À Bruxelles, quelque 200 établissements ont déjà demandé – avant toute décision officielle – une extension de leur terrasse pour pouvoir accueillir un maximum de clients en respectant la distanciation. Fabian Maingain (DéFI), l'échevin des Affaires économiques de la Ville de Bruxelles, affirme que chaque dossier sera étudié en vue d'une autorisation et d'un traçage. Les décisions seront adaptées aux recommandations qui seront émises par le Conseil national de sécurité. À Liège, on se prépare aussi à la possibilité d'étendre les terrasses et d'utiliser les piétonniers.

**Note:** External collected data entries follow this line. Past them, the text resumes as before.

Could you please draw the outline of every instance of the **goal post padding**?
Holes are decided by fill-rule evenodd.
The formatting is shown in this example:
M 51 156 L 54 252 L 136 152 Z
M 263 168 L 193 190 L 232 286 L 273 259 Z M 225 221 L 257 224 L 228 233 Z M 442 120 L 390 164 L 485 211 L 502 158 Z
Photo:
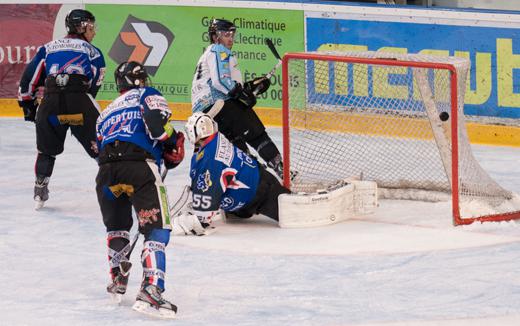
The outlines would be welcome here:
M 456 225 L 520 218 L 518 195 L 473 155 L 463 113 L 469 67 L 420 54 L 286 54 L 285 185 L 310 193 L 354 176 L 375 181 L 383 198 L 451 198 Z

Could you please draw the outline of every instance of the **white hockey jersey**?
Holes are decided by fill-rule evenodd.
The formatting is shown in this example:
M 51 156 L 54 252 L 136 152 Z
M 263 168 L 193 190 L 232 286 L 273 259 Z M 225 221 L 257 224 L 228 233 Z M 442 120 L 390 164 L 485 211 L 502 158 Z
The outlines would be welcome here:
M 218 99 L 227 100 L 236 83 L 242 84 L 242 73 L 233 53 L 221 44 L 211 44 L 200 57 L 193 76 L 192 111 L 203 111 Z

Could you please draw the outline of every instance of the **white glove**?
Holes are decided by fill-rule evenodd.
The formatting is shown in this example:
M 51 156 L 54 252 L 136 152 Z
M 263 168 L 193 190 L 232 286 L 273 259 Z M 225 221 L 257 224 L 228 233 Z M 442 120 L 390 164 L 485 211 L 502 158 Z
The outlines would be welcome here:
M 201 224 L 197 215 L 186 211 L 177 215 L 173 219 L 174 235 L 209 235 L 213 233 L 215 227 L 208 223 Z

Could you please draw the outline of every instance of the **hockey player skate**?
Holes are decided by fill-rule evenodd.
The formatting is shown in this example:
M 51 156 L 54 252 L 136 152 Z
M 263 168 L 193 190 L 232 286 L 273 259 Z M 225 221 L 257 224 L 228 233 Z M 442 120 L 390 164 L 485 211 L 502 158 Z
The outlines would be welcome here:
M 282 157 L 280 155 L 277 155 L 272 160 L 267 162 L 267 168 L 275 173 L 280 183 L 283 183 L 283 162 Z M 293 181 L 298 176 L 298 171 L 291 170 L 289 171 L 289 175 L 291 181 Z
M 177 306 L 164 299 L 161 292 L 161 289 L 153 284 L 144 284 L 132 309 L 154 317 L 175 318 Z
M 267 166 L 276 173 L 280 180 L 283 179 L 283 164 L 282 157 L 280 156 L 280 154 L 276 155 L 276 157 L 267 162 Z
M 34 209 L 39 210 L 49 199 L 49 177 L 37 176 L 34 183 Z
M 113 272 L 114 277 L 112 278 L 112 282 L 107 286 L 107 292 L 110 294 L 112 302 L 119 304 L 123 300 L 123 295 L 126 293 L 126 287 L 128 285 L 128 276 L 131 267 L 131 262 L 122 261 L 119 265 L 119 270 Z

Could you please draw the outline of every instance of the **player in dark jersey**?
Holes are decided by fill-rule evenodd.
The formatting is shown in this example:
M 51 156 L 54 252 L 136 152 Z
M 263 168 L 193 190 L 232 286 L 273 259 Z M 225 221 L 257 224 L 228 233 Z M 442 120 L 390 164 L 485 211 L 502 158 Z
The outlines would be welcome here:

Un café n'est pas un resto

Enfin, dernier défi: l'amalgame. "Il est impossible de faire un plan de relance pour l'horeca là où les cafés et les restaurants sont deux métiers différents", insiste Diane Delen.

Dans un restaurant, une fois installés à table, les mouvements des clients sont peu fréquents. "Le poumon d'un café, c'est le comptoir. Pas de comptoir, pas de recettes. Les gens s'y retrouvent. Rentrent ou sortent pour fumer."